Security Onion ISO image

Description

other (please provide detail below)

Installation Type

Standalone

Location

airgap

Hardware Specs

Exceeds minimum requirements

CPU

24

RAM

64 GB

Storage for /

500 GB

Storage for /nsm

48 TB

Network Traffic Collection

tap

Network Traffic Speeds

1Gbps to 10Gbps

Status

Yes, all services on all nodes are running OK

Salt Status

No, there are no failures

Logs

Yes, there are additional clues in /opt/so/log/ (please provide detail below)

Detail

My issue essentially mirrors the issue described in #13124

My initial installation was on release 2.4.60, after upgrading to 2.4.70 the issue began though instead of resolving as it did for a few in the above discussion after going to 2.4.80, I'm still experiencing it on 2.4.90.

After clicking on suricata rule mismatch within the detections tab

The message found within each of the warn events shown on the first picture "integrity check failed"

I would say very few configuration changes in the grand scheme of things had been made prior to 2.4.80 and only a couple of tuning changes as well. Forcing a sync of any kind within detections changes nothing, there are no entries in local.rules, and the metadata engine is still Zeek. There are no errors when running salt-call state.highstate

Please let me know what else I can try!

Guidelines

• I have read the discussion guidelines at Read before posting! #1720 and assert that I have followed the guidelines.

[Carlos-mb]

Look at this: #13525

[Carlos-mb]

This solution is much better: #13238 (reply in thread)

[Syngelik]

So I did come across this, but we're talking about a count of ~3500 total rules if I'm adding the two groups together. That's insane, is there no better way than manually enabling or disabling each rule?

[Carlos-mb]

I remember I was able to mark all rules listed using a filter and disable and enabled all together. Can you do that?

[defensivedepth]

@Syngelik Can you please post the output of the following, run from the Manager:

sudo salt-call pillar.get idstools

[Syngelik]

local:
----------
enabled:
True
sids:
----------
disabled:
enabled:
modify:
- 2013031 "startswith;" "startswith; content: !"redacted"; nocase;"
- 2013030 "startswith;" "startswith; content !"redacted"; nocase;"
- 2013028 "startswith;" "startswith; content: !"redacted"; nocase;"

[Syngelik]

Is there a way to reset the rules that are enabled/disabled to default?
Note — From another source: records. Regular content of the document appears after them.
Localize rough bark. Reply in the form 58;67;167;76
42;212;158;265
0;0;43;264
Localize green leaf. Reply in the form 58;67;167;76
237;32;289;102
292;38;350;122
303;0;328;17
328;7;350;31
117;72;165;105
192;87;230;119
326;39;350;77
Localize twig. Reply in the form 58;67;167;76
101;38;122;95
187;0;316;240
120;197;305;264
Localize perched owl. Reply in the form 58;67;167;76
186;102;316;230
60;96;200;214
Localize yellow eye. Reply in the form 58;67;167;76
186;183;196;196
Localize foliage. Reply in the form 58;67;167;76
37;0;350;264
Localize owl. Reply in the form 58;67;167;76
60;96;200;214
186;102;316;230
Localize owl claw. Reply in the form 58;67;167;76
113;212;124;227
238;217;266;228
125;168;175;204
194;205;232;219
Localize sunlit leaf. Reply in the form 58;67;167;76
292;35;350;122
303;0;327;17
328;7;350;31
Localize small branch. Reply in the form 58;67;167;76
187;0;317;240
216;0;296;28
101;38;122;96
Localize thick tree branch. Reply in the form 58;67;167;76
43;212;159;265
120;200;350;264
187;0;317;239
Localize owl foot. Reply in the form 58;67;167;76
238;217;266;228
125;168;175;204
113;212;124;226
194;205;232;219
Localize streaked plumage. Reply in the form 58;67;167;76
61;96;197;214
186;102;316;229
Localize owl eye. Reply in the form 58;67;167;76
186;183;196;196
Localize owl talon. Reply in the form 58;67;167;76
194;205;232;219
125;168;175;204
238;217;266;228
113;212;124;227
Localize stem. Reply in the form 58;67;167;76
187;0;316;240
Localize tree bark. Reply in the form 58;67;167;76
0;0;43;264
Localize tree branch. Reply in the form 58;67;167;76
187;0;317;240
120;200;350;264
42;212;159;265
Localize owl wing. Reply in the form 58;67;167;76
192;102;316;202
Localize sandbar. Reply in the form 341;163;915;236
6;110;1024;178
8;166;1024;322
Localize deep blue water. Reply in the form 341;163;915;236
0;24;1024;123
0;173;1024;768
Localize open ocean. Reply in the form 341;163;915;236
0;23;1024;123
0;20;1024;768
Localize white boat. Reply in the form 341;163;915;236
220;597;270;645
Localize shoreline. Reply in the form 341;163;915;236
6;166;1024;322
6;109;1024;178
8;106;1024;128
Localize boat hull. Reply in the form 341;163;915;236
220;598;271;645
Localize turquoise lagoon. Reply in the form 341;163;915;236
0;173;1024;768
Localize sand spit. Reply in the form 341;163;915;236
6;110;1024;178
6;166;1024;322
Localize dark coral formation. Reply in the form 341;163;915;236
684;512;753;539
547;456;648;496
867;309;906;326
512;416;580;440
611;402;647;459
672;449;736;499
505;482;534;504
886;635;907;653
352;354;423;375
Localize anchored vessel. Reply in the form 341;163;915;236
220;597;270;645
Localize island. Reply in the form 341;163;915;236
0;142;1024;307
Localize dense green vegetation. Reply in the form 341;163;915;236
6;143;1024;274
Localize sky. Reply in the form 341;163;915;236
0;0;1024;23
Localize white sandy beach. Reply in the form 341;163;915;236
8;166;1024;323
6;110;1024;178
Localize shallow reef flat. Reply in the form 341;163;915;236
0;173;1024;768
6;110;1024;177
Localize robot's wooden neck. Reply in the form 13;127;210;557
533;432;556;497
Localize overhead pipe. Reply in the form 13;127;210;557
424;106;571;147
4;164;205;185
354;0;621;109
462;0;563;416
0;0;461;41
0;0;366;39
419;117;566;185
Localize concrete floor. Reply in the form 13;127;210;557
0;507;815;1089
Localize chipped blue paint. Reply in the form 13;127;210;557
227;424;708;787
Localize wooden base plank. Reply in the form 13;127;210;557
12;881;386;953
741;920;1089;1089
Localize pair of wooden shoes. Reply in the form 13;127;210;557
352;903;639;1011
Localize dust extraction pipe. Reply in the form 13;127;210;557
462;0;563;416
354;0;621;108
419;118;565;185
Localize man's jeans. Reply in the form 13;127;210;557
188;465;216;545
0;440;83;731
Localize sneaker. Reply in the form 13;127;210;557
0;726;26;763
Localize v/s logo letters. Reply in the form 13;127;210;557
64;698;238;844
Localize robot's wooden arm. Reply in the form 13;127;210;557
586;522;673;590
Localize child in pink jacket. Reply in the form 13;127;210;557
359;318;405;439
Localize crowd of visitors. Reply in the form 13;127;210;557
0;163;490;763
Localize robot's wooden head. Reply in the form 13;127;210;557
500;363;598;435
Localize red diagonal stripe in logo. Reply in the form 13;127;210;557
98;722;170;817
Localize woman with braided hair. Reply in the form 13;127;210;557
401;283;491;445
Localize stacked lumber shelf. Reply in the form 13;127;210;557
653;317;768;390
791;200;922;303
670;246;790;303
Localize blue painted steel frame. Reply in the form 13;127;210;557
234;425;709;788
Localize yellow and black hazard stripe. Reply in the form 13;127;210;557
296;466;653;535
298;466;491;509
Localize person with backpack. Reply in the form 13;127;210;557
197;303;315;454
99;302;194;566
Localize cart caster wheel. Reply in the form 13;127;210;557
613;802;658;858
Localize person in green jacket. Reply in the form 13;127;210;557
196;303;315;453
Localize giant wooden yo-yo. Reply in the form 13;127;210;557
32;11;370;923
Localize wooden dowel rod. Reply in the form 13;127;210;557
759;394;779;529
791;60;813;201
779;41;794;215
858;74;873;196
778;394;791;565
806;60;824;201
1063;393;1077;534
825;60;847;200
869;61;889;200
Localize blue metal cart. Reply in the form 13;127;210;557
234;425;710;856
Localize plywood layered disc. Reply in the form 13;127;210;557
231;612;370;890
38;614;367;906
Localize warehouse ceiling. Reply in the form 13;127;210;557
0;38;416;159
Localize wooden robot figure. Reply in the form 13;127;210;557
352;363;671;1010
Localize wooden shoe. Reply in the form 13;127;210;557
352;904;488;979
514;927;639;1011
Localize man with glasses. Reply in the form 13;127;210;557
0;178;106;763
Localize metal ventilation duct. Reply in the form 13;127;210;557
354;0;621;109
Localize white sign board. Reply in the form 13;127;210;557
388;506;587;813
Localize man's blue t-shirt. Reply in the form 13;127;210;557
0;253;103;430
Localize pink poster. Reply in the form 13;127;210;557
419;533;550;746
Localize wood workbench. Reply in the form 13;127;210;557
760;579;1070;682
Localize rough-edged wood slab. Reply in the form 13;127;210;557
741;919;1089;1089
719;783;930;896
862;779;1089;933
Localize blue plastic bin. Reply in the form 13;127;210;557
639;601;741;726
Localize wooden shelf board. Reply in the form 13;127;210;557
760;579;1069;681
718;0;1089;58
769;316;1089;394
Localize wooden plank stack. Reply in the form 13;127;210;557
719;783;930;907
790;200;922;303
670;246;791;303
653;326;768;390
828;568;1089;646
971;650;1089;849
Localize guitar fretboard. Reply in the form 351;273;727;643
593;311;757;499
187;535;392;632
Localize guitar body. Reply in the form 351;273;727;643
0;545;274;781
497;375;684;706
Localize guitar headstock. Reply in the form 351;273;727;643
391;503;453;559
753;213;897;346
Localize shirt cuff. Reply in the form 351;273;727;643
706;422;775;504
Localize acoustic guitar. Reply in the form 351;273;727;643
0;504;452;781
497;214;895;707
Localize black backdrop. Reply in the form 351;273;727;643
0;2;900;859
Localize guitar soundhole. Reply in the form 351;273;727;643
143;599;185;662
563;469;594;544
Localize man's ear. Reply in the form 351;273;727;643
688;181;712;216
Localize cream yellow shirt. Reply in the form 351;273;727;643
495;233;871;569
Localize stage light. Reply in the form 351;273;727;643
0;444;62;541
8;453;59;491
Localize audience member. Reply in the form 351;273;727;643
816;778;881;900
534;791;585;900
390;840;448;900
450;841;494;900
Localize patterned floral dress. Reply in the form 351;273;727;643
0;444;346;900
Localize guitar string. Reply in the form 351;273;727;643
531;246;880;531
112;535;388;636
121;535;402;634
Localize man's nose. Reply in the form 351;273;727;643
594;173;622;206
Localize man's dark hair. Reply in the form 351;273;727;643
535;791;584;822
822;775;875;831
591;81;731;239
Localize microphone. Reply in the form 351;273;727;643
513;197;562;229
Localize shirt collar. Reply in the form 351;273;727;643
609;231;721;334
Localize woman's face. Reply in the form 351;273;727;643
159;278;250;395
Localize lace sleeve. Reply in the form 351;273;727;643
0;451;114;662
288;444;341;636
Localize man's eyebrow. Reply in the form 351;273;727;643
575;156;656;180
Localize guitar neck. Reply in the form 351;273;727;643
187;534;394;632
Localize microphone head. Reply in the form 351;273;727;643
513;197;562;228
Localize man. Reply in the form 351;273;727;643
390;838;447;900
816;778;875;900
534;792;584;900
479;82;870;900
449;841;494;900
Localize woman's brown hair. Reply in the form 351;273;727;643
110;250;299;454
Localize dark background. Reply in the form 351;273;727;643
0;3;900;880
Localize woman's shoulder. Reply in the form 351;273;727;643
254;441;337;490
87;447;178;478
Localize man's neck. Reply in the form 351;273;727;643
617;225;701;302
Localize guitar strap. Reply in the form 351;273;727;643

I'm thinking I can disable and enable every suricata rule in detections and that should "reset" their status... if that makes sense.

[Syngelik]

Well I tried doing the above for kicks because I didn't mind having all rules enabled. now there are just 17408 rules enabled but not deployed. All 53k and change ET Open rules are now showing under enabled from the above output now instead.

[defensivedepth]

@Syngelik Is there literally nothing in the enabled or disabled section when you run sudo salt-call pillar.get idstools ?

Also, please confirm what version you are on - .80 or .90 ?

[defensivedepth]

eh, can you post the full output. ?

[Syngelik]

[Syngelik]

@defensivedepth Any other thoughts? Is there a way I can prevent it from trying to go out to the internet, presumably github?

[defensivedepth]

Can you doublecheck what version you are on?

[Syngelik]

[Syngelik]

Upgraded to .100, seems to have fixed it. Thanks.

[Syngelik]

@defensivedepth I lied, it blew up again. Kind of at a loss why the airgap installation insists on going out..?

[Syngelik]

I removed my proxy from all configurations and that allowed me to run the rule-update command and fixed the issue.